D
DAKRİYOADENİT: Gözyaşı bezi iltihabı.
DAKRİYOLİT: Gözyaşı taşı.
DAKRİYOSİSTEKTOMİ: Gözyaşı kesesinin ameliyatla çıkartılması.
DAKRİYOSİSTİT: Gözyaşı kesesi iltihabı.
DAKRİYOSİSTOGRAFİ: Kontrast madde verilerek gözyaşı kesesi ve kanalının radyolojik olarak incelenmesi.

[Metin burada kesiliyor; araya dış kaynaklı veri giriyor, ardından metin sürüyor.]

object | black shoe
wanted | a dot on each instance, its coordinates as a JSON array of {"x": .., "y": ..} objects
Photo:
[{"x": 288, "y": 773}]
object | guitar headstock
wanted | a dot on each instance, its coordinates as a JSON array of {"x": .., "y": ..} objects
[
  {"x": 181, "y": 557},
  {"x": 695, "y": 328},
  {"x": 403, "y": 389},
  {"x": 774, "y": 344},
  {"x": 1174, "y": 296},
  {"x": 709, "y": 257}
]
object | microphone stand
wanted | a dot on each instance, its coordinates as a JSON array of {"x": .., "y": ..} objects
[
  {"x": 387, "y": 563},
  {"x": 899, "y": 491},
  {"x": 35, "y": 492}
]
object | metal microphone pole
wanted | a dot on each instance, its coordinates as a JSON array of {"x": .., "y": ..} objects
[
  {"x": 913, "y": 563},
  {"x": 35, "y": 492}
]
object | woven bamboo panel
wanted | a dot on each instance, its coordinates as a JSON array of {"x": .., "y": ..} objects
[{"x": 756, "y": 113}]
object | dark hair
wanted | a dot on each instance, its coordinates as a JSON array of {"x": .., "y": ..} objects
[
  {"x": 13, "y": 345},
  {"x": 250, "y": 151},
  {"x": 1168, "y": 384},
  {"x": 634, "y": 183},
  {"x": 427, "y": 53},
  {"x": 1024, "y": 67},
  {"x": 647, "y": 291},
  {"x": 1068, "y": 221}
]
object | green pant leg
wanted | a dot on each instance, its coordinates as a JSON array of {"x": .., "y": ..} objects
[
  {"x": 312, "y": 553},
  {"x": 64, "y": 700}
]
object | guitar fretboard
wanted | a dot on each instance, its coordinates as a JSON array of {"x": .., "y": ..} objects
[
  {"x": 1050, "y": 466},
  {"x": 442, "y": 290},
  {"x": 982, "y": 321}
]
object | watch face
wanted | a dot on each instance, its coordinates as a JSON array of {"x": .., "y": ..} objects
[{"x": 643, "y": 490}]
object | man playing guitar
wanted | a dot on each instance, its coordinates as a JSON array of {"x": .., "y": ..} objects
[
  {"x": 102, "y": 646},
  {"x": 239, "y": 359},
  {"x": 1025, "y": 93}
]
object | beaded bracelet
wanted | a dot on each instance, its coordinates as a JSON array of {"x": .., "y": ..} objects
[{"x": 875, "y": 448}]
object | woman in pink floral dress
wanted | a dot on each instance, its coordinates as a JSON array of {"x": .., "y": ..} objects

DAKRİYOSİSTORİNOSTOMİ: Gözyaşı kanalının tıkalı olduğu durumlarda uygulanan, kesenin burun boşluğuna diranajını sağlayan ameliyat.
DALTONİZM: Renk körlüğü.
DANSİMETRE: Yoğunluk ölçen cihaz.
DEBİLİTE: Zeka geriliği.
DEFEKASYON: Dışkının dışarı atılması.
DEFEKT: Eksiklik, kusur.
DEF-İ HACET: Dışkı
DEFİBRİLATÖR: Kalbin normal dışı hızlı atımını durdurarak tekrar normal kalp ritmine dönmesini sağlayan araç.
DEFLORASYON: Kızlık zarının yırtılması.
DEFORMASYON: Şeklini bozma.
DEFORMİTE: Şekil bozukluğu.
DEJENERASYON: Dokuların normal yapılarının bozulup normal fonksiyonlarını yapamıyacak hale gelmeleri.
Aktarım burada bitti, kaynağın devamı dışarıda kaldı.